While it remains to be seen whether HB 1073 will be voted into law, there is no doubt that it raises many new concerns.  For instance, while there are statutory enumerated remedies for a place of public accommodation, such as a hotel, to demand removal of the service animal that growls,  excessively barks, bites, poses a threat, or fails to respond to its trainer, there are no similar remedies for those same situations that may occur within  a condominium or homeowners’ association.  In addition, a long standing principle of legislative interpretation, overly simplified, is that the inclusion of a specific item in a law is interpreted to mean that the legislature intended the exclusion of all other similarly situated items. Does that mean because “proof of vaccination” can be requested, that no other questions of substantiation can be asked?
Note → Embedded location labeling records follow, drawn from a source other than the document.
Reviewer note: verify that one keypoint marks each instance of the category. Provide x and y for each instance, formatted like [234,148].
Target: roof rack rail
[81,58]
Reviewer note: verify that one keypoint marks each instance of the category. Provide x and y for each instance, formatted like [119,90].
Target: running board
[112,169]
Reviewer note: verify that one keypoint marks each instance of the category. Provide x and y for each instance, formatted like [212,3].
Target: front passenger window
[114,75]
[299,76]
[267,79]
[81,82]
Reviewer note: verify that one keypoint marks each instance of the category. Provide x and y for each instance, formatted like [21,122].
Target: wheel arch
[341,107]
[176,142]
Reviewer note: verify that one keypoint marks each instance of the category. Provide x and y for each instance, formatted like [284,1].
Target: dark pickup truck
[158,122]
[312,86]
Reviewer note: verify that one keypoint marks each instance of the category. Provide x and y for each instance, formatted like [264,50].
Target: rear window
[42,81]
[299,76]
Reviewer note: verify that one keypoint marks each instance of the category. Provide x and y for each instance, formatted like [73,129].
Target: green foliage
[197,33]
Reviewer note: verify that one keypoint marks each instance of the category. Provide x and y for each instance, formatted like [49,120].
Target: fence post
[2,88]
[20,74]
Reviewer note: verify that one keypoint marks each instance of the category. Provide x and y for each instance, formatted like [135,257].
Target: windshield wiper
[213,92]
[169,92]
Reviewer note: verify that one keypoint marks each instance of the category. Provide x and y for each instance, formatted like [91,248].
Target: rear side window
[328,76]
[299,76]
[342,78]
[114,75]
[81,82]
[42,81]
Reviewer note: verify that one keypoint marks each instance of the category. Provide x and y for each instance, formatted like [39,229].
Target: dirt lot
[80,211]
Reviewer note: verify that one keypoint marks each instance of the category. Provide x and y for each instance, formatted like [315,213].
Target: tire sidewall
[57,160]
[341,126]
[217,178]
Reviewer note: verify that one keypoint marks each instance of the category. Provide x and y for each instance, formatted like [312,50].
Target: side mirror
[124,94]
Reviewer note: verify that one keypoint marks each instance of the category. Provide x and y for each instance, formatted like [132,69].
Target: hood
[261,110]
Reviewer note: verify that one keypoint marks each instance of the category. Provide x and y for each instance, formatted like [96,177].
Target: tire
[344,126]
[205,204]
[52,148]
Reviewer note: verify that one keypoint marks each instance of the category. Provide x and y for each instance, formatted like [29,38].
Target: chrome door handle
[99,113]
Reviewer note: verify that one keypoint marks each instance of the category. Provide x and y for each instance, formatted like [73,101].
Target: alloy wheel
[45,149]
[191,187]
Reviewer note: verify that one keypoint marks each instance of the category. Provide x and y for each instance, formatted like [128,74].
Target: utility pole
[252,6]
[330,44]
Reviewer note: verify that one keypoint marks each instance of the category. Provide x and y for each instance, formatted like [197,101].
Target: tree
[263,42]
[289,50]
Criminal misdemeanor charges can be filed against a person, firm, or corporation and/or their agent who interferes with the rights of a person requiring service animal assistance.  Such charges can also be filed against a person who knowingly and fraudulently represents themselves as the owner or trainer of a service animal.

Should you have strong feelings that HB 1073 should (or should not) be voted into law, you should contact your state legislators to let your voice be heard.